Got Paint Colour Paralysis?

Up to your ears in paint colours? Can’t decide which one to use?   It need not be tricky, and your starting point is probably right in front of you. Ideally you want to make sure it goes with the furnishings that you already have.   A painting or a rug that you love perhaps? Could you paint the room in a shade or hue that would work with both?  Not everyone is drawn to bright, bold colours, so be in the moment and think about what colours you are drawn to.  You probably already know the colours you naturally love and those that you detest.

Have you been keeping a scrap book of all the interiors you like? Been doing any mood boards? (This is why they are so useful people!)  Look through them and magazines and really see what colours are there that you are drawn to.  Is there a common colour thing happening? Perhaps you are drawn to old woods, rustic greys or blues.  If you love blue, is it midnight, pale aqua, or a Wedgewood Powder Blue?  Ask yourself all these questions.   If you are seeking paint colours for your kitchen or bathroom, it is wise to pay attention to finishes like the tiles that you cannot/do not want to change.  This could also a good starting point for your scheme perhaps?

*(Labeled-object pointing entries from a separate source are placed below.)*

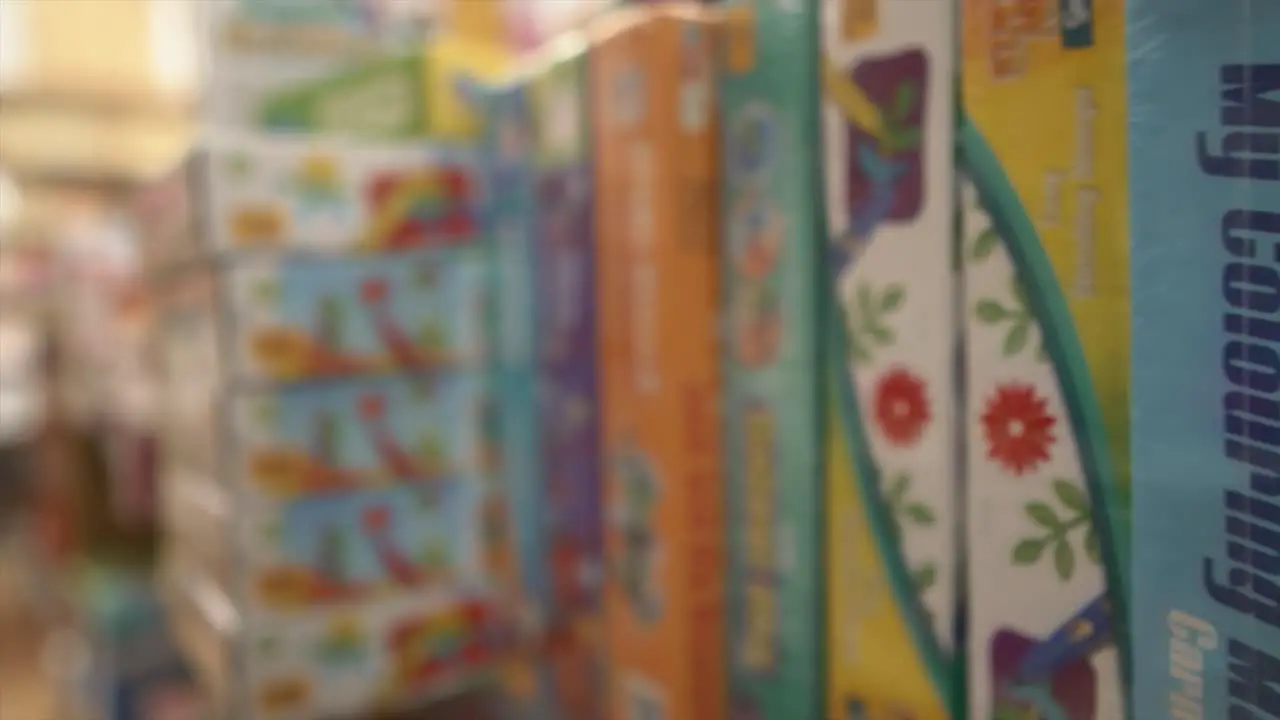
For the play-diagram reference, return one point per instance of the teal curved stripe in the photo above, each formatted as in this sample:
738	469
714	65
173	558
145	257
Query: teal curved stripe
867	483
1063	346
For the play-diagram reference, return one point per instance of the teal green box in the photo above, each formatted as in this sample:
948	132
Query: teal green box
772	246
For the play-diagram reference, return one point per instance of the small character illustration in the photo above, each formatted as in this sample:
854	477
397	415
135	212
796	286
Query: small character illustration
757	324
882	103
1054	678
638	492
375	297
758	233
398	463
343	642
400	569
333	554
319	187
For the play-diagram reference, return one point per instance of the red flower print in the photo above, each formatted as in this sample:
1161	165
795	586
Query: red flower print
1019	428
901	408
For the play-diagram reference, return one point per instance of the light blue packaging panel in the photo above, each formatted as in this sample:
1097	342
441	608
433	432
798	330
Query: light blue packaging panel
1205	165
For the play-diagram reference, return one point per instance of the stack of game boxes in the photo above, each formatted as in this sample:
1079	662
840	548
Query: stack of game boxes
334	540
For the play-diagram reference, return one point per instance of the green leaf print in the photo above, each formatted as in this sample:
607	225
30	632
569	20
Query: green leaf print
905	513
1013	314
892	299
1043	515
1072	496
1028	551
904	100
1064	560
868	320
990	311
924	577
1016	340
1055	523
920	514
1092	547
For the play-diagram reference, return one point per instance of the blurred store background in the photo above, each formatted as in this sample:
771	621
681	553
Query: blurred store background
97	100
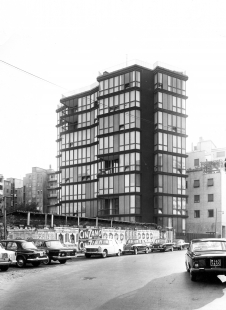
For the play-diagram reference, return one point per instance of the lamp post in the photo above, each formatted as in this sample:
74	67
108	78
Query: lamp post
222	212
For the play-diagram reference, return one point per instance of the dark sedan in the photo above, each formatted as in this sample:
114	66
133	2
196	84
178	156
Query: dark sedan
162	245
134	246
55	250
26	252
206	257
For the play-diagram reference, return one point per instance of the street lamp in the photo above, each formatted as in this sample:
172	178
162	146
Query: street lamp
222	212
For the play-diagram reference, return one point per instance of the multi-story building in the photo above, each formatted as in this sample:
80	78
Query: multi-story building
52	192
121	147
206	185
16	192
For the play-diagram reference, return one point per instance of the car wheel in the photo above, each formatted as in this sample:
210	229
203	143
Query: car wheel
193	277
36	264
47	261
4	268
104	254
20	262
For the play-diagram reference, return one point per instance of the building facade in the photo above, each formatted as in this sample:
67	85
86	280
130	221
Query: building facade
206	185
121	148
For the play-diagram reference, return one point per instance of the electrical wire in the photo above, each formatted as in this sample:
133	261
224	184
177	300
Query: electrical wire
38	77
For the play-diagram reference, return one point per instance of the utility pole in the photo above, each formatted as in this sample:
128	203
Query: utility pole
4	216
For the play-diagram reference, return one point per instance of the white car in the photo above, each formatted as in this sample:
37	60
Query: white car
6	258
103	248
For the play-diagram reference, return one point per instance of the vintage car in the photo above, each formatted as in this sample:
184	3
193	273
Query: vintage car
206	257
103	248
55	250
180	244
26	252
6	258
162	245
135	246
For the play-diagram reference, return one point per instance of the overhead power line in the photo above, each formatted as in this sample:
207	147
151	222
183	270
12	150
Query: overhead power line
38	77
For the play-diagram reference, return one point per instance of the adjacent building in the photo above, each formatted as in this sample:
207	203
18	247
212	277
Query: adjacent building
206	185
121	147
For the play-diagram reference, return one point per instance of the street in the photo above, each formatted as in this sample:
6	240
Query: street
143	281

Pink, apricot, cream and warm woods used with a Cool Light

Pink, apricot, cream and warm woods used with a Cool Light

Pay attention to the orientation of the room that you are painting.  Is it North facing? (We are talking Southern Hemisphere)  Does it get a lot of afternoon sun?  This may be the ideal place to use blues, greens and aquas – cooler colours that will offset the warm sun rays and yellow light entering the room. You only have to think of a sunny, north facing room in February to know that bright orange or red will feel totally overwhelming in there!

Conversely a south facing room has cool, blue light, and no sun, so a warmer shade – yellow, reds, pinks will feel good there.  In New Zealand our bathrooms are often on the South side of the house and people paint them blue as they feel this relates to water. Be warned fellow Kiwis, if you paint a bathroom blue, the southern light, coupled with white porcelain and tiles may feel like you are bathing in a chilli bin, not a warm bath!   Consider a warm yellow, ochre or cream instead.

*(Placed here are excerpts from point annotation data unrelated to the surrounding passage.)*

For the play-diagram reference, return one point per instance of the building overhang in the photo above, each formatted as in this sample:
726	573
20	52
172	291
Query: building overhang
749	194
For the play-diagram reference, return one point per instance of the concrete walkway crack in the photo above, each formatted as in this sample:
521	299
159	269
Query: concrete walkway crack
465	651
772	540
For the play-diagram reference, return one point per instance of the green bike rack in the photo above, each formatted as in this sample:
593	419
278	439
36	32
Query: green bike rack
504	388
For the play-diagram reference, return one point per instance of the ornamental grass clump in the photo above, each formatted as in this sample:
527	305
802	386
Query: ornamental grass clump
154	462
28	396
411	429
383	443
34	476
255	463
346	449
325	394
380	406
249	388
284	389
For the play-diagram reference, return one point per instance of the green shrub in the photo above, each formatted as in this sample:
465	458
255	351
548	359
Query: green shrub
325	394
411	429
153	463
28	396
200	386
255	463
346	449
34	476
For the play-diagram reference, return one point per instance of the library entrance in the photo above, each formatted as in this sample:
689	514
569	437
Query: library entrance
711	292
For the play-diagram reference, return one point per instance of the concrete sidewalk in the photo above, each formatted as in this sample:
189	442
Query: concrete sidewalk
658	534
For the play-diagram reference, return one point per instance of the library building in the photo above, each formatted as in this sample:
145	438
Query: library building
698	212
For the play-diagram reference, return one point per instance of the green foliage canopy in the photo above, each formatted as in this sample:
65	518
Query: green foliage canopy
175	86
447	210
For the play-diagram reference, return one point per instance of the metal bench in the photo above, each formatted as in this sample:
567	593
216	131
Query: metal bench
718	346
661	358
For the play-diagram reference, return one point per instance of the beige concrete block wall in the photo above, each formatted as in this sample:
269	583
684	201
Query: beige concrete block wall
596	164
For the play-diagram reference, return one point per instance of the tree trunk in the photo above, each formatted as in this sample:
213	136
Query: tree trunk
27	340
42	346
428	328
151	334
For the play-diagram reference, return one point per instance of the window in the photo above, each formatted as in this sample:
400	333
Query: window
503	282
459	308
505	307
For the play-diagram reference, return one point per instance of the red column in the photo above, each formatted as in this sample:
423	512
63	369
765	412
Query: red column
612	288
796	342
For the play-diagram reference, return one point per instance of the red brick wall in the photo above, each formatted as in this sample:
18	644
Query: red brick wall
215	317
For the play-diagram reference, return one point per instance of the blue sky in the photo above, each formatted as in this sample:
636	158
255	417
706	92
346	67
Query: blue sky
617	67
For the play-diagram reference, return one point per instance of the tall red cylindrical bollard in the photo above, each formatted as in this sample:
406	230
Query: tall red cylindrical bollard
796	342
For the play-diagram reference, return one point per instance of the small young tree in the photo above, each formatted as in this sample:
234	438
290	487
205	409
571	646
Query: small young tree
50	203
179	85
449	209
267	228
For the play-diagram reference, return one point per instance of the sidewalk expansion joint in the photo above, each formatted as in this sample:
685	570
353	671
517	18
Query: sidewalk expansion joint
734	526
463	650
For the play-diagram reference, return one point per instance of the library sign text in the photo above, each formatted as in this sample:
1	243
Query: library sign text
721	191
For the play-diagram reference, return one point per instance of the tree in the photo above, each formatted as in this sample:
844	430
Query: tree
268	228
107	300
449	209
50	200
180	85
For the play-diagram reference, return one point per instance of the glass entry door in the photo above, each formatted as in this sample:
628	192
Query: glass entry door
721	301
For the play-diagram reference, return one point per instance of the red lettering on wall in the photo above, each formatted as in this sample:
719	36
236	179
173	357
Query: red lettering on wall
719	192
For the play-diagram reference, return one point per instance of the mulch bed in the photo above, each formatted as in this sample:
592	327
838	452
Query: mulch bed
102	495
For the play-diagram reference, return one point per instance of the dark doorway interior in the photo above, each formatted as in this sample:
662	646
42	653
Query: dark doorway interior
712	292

Aqua blue is warmed up here by warm wooden floors.

Aqua blue is warmed up here by warm wooden floors.

Blue is warmed up with wood tones here- in the curtains, table, and chandelier.

Blue is warmed up with wood tones here- in the curtains, table, and chandelier.

After you’ve sorted out whether you are going warm (reds, yellows, oranges) or cool (blues, greens, aquas) and what furnishings you are going to try to tie your paint colour in with, then get the paint charts out.  Not everyone is drawn to bold, clear colours so if you are one of them, then look to the neutral shades of the colour you are thinking of.  Always, always, test the colours out.  2 coats, painted on a big sheet of cardboard.  And use the exact finish you plan to use — high gloss will look very different from matte or eggshell. If you don’t want to deal with test pots, look for a paint company that offers poster-size paint chips and tape them to your wall instead.   Look at them in all lights – morning, noon and night, on rainy days, sunny days, and then at night when you have the lights on. These different lights will all change the paint colour.  If a certain shade doesn’t work in the room, and it is in the same colour family that you are considering using, it will probably work in another room in the house.  This will give flow and continuity to your space.  So, get those overalls on and get started.

Warm terracotta pots and wood tones, help to warm up a neutral, grey, beige.  Greige.

Warm terracotta pots and wood tones, help to warm up a neutral, grey, beige. Greige.